In summer 2017 Scott Calvert was received the Wolfson Intercalated Award. The award is administered on behalf of the Royal College of Physicians and aims to support medical undergraduates interested in future academic research. The preclinical course at St Andrews had given Scott a strong interest in the respiratory system and the pathogenesis of infection. This interest was accentuated by seeing patients with COPD and asthma during clinical placements in the community and ICU. With this in mind I approached Dr Devesh Dhasmana and with his help I submitted an successful MD4003 project proposal to the foundation.

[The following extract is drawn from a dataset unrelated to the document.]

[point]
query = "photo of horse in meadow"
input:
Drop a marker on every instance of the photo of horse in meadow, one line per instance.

His project itself was a data review of the emerging infectious disease Mycobacterium abscessus. Abscessus is a non-tuberculous mycobacterium (NTM) and an emerging clinical priority in cystic fibrosis. Abscessus can cause significant pulmonary function decline in these patients and is widely resistant to common anti-mycobacterial agents. Data analysis revealed that the burden of abscessus in Scotland over this period was increasing by number and proportion of patients and identified the Greater Glasgow area as having a significantly higher burden of abscessus disease.
The second part of his project involved sourcing clinical records of patients with abscessus. Due to regulatory issues this proved challenging in the limited time scale. Despite this, he was able to visit the adult CF centres in Edinburgh and Glasgow to extract data on patients with abscessus. He used microbiological records to collate a picture of the burden antimicrobial resistance to abscessus amongst CF patients. This revealed that a majority of patients with abscessus exhibited macrolide resistance and a significant number of were prescribed macrolide monotherapy.

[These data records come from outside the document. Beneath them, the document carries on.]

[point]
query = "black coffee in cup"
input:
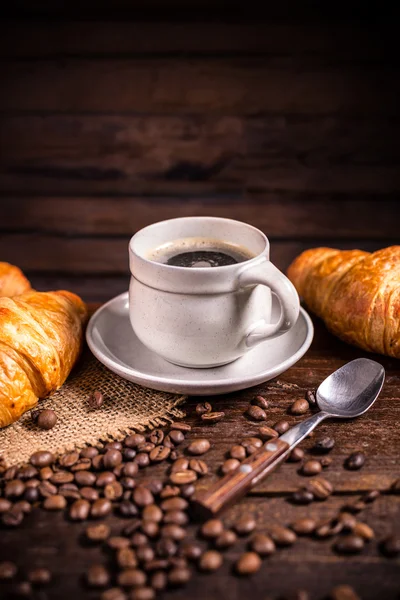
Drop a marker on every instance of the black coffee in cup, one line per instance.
(195, 253)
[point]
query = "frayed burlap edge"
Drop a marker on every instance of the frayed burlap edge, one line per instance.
(127, 407)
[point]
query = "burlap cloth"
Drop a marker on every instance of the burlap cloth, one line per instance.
(126, 407)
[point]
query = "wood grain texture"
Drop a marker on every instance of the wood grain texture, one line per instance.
(313, 154)
(280, 215)
(240, 86)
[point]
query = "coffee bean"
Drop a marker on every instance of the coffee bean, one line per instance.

This project gave Scott an unparalleled insight into the challenges of clinical research, as well as giving me new analytical skills in data handling and presentation. He hopes to present his dissertation findings at a respiratory conference next year. Over the course of his project he also developed a strong interest in CF. This has led to him applying for a summer studentship with the CF Trust at the Centre for Inflammation in Edinburgh. This is a lab project investigating the response of CF monocytes to calprotectin. His project will be presented as a poster at the national CF Conference in September. To this end, the grant from the Wolfson Foundation is proving useful for the exorbitant costs of living in Edinburgh over the summer! With growing career interests in respiratory medicine and anaesthesia Scott hopes to pursue these interests at Glasgow Medical School and beyond. Finally, Scott would like to thank Dr Dhasmana and Dr Davies for help and guidance during my Wolfson Application and dissertation.